Connecting a library to a project
There are excellent instructions on connecting Andoridx Benchmark to a project. I strongly advise you not to be lazy and connect a separate module for making measurements.
Experiment progress
All our benchmarks will be executed in the following order:
- First, we initiate the database in the body of the test.
- Then, in the
benchmarkRule.scope.runWithTimingDisabled
block, we generate data that we feed the database. The code placed in this circuit will not be taken into account in the evaluation. - In the same closure we add the logic of clearing the database; make sure the database is empty before writing.
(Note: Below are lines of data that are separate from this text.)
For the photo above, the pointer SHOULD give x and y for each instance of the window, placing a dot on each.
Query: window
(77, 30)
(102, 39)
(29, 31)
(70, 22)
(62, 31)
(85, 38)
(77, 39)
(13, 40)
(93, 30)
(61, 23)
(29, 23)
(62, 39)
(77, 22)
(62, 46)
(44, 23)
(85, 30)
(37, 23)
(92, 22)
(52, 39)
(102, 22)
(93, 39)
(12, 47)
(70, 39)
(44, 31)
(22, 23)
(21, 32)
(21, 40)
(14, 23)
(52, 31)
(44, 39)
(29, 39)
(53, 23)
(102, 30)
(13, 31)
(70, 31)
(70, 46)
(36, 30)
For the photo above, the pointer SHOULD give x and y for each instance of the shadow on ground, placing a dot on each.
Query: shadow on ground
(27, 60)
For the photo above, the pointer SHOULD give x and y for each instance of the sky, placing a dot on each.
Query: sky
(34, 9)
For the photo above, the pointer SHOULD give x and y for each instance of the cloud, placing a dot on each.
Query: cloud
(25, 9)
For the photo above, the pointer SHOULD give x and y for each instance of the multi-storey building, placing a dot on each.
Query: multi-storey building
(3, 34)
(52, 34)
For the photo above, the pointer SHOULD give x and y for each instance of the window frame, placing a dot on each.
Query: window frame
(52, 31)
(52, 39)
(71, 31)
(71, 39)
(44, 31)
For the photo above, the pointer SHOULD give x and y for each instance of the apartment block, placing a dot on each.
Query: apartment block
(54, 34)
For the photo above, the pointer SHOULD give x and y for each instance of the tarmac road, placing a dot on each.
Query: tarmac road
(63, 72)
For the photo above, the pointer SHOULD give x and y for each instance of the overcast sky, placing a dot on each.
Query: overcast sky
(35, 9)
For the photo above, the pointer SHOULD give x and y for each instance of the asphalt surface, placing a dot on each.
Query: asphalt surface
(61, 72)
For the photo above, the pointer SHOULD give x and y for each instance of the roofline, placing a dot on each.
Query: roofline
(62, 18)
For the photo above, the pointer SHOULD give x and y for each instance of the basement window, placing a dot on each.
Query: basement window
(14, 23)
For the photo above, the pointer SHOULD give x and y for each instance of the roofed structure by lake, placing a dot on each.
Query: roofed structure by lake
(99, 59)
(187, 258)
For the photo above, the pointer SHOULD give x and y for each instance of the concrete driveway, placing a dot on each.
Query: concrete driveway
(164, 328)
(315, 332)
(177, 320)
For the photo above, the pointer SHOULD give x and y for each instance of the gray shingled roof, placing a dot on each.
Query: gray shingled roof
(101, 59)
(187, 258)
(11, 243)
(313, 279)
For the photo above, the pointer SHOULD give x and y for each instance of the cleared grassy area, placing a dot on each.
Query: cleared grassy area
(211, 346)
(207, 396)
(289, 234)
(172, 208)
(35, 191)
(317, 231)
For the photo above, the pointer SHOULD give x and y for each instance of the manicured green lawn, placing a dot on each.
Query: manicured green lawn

- The following is the logic of writing and reading. Be sure to initialize the variable with the result of reading so that the JVM does not remove this logic from the execution count as unused.
- We measure the performance of database initialization in a separate function.
- We feel like a man of science.
The code can be found here . If you are lazy to walk, the metering function for PaperDb looks like this:
@Test fun paperdbInsertReadTest() = benchmarkRule.measureRepeated { // ( ) benchmarkRule.scope.runWithTimingDisabled { Paper.book().destroy() if (Paper.book().allKeys.isNotEmpty()) throw RuntimeException() } // repository.store(persons, { list -> Paper.book().write(KEY_CONTACTS, list) }) val persons = repository.read { Paper.book().read<List<Person>>(KEY_CONTACTS, emptyList()) } }
Benchmarks for the rest of ORM look similar.
results
Initialization
test name | mean | one | 2 | 3 | 4 | 5 | 6 | 7 | 8 | nine | 10 |
---|---|---|---|---|---|---|---|---|---|---|---|
HawkInitTest | 49_512 | 49_282 | 50_021 | 49_119 | 50_145 | 49_970 | 50_047 | 46_649 | 50_230 | 49_863 | 49_794 |
PaperdbInitTest | 224 | 223 | 223 | 223 | 233 | 223 | 223 | 223 | 223 | 223 | 223 |
RealmInitTest | 218 | 217 | 217 | 217 | 217 | 217 | 217 | 217 | 227 | 217 | 217 |
RoomInitTest | 61_695.5 | 63_450 | 59_714 | 58_527 | 59_175 | 63_544 | 62_980 | 63_252 | 59_670 | 63_868 | 62_775 |
The winner is Realm, in second place is Paper. What Room is doing, you can still imagine that Hawk does almost the same amount of time - it is completely incomprehensible.
Writing and reading
test name | mean | one | 2 | 3 | 4 | 5 | 6 | 7 | 8 | nine | 10 |
---|---|---|---|---|---|---|---|---|---|---|---|
HawkInsertReadTest | 278_736_469.2 | 278_098_654 | 283_956_846 | 276_748_308 | 282_447_384 | 272_609_500 | 284_699_653 | 271_869_770 | 278_719_693 | 278_836_115 | 279_378_769 |
PaperdbInsertReadTest | 173_519_957.3 | 172_953_347 | 174_702_000 | 169_740_846 | 174_401_192 | 173_930_037 | 174_179_616 | 173_937_460 | 173_739_115 | 176_215_038 | 171_400_922 |
RealmInsertReadTest | 111_644_042.3 | 108_501_578 | 110_616_078 | 102_056_461 | 112_946_577 | 111_701_231 | 114_922_962 | 106_198_000 | 118_742_498 | 120_888_230 | 109_866_808 |
RoomInsertReadTest | 1_863_499_483.3 | 187_250_3614 | 1_837_078_614 | 1_872_482_538 | 1_827_338_460 | 1_869_147_999 | 1_857_126_229 | 1_842_427_537 | 1_870_630_652 | 1_878_862_538 | 1_907_396_652 |
Here again, the winner of Realm, but in these results smacks of failure.
The four times difference between the two “slowest” databases and sixteen times between the “fastest” and the “slowest” is very suspicious. Even taking into account that the difference is stable.
Conclusion
Measuring the performance of your code is at least out of curiosity. Even if we are talking about the most industry-launched cases (such as the evaluation of instrumental tests for Android).
There are all reasons to attract third-party frameworks for this business (rather than writing your own with timing and cheerleaders).
The situation in code bases is such that everyone is trying to write in a clean architecture; for most, the module with business logic is a java module - connecting a module with JMH nearby and checking the code for bottlenecks - it works for a day. And the benefits - for many years to come.
Happy coding!
PS: If an attentive reader knows about the framework for conducting benchmarks of instrumental tests for Android, not listed in the article - please share in the comments.
PPS: The test repository is open for pull requests.